Paul Goble
What had been a long-running local conflict between Kyrgyzstan and Tajikistan regarding the delimitation of borders and the fate of exclaves has now expanded over the past two weeks to include major military units and the targeting of infrastructure deep within the territory of both countries. As a result, the chance for a full-scale war between the two Central Asian countries has become ever more likely (see EDM, September 23; Ia-centr.ru, October 30). At the same time, a potential agreement resolving border disputes between Kyrgyzstan and Uzbekistan has now sparked protests by Kyrgyzstani citizens opposed to the accord, which threatens to further destabilize the already troubled country and possibly drive it into war (Cabar.asia, November 1). These developments would be serious enough on their own, but they have been compounded by the meddling of outside powers, including Russia, China and the United States (see EDM, February 15, June 22, October 25), as well as the growing threat emanating from Afghanistan for Tajikistan most directly but also for Kyrgyzstan and other parts of Central Asia (see EDM, September 20).

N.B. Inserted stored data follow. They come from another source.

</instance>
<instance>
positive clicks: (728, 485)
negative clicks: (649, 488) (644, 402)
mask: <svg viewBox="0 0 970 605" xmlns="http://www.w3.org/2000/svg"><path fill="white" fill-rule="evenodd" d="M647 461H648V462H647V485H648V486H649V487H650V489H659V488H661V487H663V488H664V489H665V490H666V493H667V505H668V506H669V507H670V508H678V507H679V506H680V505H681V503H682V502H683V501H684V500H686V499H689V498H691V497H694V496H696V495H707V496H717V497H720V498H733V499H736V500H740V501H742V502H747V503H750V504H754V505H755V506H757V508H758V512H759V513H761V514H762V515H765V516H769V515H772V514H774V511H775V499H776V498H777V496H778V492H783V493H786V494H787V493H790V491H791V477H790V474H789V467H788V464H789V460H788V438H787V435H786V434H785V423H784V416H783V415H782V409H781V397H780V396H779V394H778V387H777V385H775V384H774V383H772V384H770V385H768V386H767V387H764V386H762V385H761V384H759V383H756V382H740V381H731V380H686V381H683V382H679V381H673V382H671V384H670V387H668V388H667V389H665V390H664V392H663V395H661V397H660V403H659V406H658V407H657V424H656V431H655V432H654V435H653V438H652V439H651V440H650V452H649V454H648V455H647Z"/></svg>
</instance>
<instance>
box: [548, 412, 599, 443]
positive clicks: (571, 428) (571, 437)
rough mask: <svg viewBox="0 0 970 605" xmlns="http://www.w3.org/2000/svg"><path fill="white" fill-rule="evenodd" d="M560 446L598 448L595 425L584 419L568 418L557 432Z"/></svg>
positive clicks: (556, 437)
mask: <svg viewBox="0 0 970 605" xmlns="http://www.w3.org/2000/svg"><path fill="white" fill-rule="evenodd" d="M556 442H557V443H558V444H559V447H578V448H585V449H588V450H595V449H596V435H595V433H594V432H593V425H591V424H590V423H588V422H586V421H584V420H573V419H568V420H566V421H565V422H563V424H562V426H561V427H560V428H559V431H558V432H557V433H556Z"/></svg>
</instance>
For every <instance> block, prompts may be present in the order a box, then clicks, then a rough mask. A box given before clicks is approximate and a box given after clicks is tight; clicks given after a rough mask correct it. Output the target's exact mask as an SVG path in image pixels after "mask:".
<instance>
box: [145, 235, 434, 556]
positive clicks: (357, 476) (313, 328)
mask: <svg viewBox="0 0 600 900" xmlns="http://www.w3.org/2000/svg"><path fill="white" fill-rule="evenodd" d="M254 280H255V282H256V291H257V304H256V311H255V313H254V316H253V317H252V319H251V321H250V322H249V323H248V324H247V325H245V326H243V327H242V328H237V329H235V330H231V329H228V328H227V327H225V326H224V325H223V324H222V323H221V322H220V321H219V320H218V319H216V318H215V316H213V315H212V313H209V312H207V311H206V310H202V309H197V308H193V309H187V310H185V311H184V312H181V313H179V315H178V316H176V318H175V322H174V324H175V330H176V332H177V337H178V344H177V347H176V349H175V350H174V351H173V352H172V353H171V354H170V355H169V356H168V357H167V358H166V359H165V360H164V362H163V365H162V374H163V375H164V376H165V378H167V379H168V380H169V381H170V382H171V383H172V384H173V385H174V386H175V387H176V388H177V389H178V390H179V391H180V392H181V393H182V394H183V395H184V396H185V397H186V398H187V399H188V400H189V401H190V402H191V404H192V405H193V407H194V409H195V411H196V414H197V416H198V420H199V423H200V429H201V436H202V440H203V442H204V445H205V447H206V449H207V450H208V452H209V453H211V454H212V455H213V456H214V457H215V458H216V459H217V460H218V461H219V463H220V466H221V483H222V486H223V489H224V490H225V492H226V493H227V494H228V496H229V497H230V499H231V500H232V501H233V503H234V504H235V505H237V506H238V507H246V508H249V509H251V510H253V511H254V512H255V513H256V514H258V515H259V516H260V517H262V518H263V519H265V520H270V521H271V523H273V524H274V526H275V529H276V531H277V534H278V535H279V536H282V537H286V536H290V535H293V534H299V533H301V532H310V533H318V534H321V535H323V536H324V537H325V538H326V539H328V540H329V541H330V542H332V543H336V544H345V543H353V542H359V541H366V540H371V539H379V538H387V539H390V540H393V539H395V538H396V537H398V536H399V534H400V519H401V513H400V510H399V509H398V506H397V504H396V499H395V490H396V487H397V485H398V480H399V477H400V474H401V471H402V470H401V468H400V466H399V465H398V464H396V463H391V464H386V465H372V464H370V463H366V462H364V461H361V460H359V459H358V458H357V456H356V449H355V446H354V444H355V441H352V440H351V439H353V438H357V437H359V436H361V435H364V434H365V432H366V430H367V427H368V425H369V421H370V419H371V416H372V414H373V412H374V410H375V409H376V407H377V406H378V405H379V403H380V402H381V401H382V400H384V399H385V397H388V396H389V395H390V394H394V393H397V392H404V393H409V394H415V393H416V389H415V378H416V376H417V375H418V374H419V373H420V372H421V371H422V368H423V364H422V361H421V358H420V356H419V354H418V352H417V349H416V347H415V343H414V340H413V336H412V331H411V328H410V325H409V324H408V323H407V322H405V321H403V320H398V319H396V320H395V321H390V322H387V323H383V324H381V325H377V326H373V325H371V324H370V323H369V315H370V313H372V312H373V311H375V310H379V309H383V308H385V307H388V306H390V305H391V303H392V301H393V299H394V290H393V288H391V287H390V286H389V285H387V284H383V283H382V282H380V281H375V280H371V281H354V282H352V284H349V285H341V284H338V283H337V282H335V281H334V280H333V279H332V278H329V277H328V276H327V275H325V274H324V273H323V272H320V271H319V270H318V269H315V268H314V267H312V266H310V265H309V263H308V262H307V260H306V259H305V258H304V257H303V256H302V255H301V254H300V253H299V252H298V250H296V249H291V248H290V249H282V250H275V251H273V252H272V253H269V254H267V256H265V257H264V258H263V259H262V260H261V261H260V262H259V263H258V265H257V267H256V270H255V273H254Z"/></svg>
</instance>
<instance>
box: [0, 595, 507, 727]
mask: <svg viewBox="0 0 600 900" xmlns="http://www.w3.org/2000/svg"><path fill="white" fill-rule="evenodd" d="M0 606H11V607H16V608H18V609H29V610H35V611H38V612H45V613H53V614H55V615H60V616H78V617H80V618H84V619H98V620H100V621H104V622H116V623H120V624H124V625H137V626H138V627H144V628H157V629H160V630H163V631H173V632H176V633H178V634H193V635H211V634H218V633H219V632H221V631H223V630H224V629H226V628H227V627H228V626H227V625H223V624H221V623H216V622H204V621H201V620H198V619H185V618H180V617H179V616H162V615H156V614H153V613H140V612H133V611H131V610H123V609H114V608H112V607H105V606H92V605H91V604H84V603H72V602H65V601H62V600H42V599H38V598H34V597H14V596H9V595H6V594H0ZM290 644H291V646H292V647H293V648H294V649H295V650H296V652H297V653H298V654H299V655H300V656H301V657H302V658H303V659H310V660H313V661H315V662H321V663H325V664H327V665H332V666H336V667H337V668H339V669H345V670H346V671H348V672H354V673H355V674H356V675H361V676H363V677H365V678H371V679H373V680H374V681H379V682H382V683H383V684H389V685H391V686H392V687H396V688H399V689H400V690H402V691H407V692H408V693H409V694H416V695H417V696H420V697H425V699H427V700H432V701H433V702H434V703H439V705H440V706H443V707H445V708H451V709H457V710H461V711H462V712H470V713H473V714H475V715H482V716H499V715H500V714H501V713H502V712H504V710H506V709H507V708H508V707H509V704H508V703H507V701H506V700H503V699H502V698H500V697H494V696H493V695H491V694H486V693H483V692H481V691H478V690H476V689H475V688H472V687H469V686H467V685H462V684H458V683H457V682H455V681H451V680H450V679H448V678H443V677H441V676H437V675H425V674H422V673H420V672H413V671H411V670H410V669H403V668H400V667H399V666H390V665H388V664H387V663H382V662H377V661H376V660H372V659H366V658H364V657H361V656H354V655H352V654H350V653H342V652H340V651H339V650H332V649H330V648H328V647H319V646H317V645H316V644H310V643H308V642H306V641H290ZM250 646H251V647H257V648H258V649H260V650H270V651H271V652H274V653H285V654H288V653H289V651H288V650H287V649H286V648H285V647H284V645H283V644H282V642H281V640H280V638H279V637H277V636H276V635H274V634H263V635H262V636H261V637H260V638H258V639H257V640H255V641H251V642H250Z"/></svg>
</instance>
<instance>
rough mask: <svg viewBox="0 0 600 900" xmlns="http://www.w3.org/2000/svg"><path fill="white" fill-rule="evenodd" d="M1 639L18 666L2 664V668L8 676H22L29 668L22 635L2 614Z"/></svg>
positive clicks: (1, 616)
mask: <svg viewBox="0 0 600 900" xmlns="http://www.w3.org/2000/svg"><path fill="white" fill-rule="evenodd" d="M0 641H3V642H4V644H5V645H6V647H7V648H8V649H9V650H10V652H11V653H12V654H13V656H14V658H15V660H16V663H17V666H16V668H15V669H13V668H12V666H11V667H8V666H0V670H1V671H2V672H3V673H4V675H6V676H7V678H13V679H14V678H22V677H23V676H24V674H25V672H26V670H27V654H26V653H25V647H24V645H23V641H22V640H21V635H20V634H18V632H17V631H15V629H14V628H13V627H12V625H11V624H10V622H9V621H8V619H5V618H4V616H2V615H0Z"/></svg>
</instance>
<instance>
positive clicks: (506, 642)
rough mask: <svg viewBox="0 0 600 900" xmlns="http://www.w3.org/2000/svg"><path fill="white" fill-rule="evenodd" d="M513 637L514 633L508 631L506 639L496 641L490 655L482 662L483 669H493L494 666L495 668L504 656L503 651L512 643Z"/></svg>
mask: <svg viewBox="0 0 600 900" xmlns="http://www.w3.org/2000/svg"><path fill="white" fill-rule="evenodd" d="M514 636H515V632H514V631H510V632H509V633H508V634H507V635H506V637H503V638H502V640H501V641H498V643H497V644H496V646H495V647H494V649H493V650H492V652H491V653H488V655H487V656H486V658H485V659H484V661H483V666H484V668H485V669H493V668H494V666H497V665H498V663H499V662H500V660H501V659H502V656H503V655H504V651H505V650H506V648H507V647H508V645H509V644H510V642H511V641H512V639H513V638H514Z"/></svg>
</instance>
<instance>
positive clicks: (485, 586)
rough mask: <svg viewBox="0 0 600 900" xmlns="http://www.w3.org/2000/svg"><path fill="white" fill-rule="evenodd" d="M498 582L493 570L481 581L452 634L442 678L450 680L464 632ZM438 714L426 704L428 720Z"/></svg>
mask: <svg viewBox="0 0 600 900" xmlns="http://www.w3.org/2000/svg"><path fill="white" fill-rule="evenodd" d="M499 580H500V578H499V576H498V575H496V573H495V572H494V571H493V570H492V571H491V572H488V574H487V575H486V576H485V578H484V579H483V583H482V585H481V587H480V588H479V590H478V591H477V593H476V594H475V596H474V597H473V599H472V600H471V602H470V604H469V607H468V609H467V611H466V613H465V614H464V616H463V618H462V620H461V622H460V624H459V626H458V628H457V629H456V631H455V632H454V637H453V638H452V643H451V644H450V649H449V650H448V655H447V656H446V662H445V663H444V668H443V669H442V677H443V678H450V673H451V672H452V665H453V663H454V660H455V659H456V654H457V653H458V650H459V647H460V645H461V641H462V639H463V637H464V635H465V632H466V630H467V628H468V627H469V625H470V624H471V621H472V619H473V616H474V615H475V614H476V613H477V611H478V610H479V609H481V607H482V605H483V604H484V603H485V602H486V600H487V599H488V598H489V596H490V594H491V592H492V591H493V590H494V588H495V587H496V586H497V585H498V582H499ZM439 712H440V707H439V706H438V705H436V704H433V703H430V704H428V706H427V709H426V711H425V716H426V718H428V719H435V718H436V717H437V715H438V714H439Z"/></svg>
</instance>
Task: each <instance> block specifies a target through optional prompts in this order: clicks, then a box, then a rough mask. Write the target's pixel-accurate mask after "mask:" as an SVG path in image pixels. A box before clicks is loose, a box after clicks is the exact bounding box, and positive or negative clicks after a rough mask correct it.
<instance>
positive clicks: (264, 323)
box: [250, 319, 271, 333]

While the Kyrgyzstani-Tajikistani conflict is intertwined with the Kyrgyzstani-Uzbekistani clash, it is far more likely to lead to a major war than the latter, according to Aleksandr Knyazev, a specialist on Central Asia at St. Petersburg State University (Ia-centr.ru, October 30). Knyazev points out that the border clashes between Kyrgyzstan and Tajikistan have not only increasingly involved regular army units from both sides but have also led to the arming of both populations, something that raises the possibility of a partisan war in either country—one that could resemble the anti-Soviet Basmachi movement in the 1920s and 1930s. But what is most worrisome, he says, is that both countries are using drones and other long-distance weaponry to attack regions far from their shared border, including as distant as the Pamirs in southern Tajikistan on its border with Afghanistan.